Just think of the possibilities of using real actors for crowd scenes instead of the often herd-like mass of a hackneyed standard opera chorus! What a chance to refresh the narrative! Notwithstanding that thanks to Michael Utz there was excellent management of the live broadcast of the orchestra and chorus into the opera house; there is no improvisation here, no exploiting the circumstances. Infuriatingly, this production takes no chances. It points neither backwards to the bare soul of lavish bel canto opera, nor forward towards any lushness of new ideas. Perhaps the pandemic has numbed my palette, but I can’t say I have ever experienced a new production that tasted so much like reheated leftovers.

Are there nevertheless balms to the soul along the way? Yes: Irina Lungu’s singing and acting as Lucia. Lungu’s soprano is both agile and warm. Her coloratura descents are super velvety, though ascents can sound slightly uneven, just short of shrill at times. Lungu’s pitifulness during the final Act II duet with star tenor Piotr Beczała is superbly dramatic, and never maudlin. Donizetti as grand human dramatist is explosive here, thanks to Speranza Scappucci’s charged and charging conducting.

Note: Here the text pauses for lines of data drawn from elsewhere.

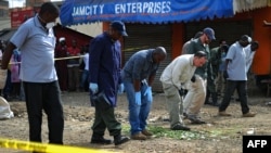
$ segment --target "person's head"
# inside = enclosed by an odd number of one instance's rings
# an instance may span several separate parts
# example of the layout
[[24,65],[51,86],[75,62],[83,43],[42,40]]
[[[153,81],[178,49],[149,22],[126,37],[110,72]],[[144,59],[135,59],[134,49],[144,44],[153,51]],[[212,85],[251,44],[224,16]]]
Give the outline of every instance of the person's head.
[[222,47],[223,44],[227,44],[227,41],[224,39],[219,40],[219,46]]
[[112,22],[108,33],[113,40],[118,40],[122,36],[128,36],[126,33],[125,24],[120,21]]
[[59,41],[60,41],[61,46],[65,46],[65,44],[66,44],[66,39],[65,39],[65,37],[61,37],[61,38],[59,39]]
[[203,43],[210,43],[212,40],[216,40],[215,30],[210,27],[206,27],[203,30],[203,35],[201,36],[201,40]]
[[167,51],[164,47],[157,47],[153,52],[153,62],[160,63],[167,56]]
[[229,46],[228,46],[228,44],[222,44],[222,46],[220,47],[220,49],[221,49],[221,52],[227,53],[228,50],[229,50]]
[[77,41],[75,39],[72,40],[72,47],[74,47],[74,48],[77,47]]
[[194,36],[194,39],[197,39],[199,38],[201,36],[203,35],[203,31],[197,31]]
[[204,51],[197,51],[194,54],[193,65],[196,67],[203,66],[207,62],[207,54]]
[[240,40],[238,40],[238,43],[240,43],[243,48],[245,48],[245,47],[247,47],[247,46],[250,43],[250,41],[251,41],[251,38],[250,38],[249,36],[243,35],[243,36],[241,36],[241,38],[240,38]]
[[43,26],[51,28],[55,24],[55,20],[60,15],[60,9],[52,2],[44,2],[39,12],[39,20]]
[[253,41],[251,43],[250,43],[250,50],[251,51],[256,51],[256,50],[258,50],[259,49],[259,42],[258,41]]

Beczała sounds fabulous, of course, and even looks the part of a youthfully noble James Dean pendant to Lungu’s Natalie Wood. Why such a youthful Edgardo needs so much portamento in his tenor is beyond me, though; Beczała is a sensitive actor (review click here), and could have done a good bit more to match his superb vocal power with his portrayal of the character. If I shell out the money to see this Lucia when it is revived next year, it will be for the sole reason of seeing how Benjamin Bernheim tackles the only role of this production that makes any sense.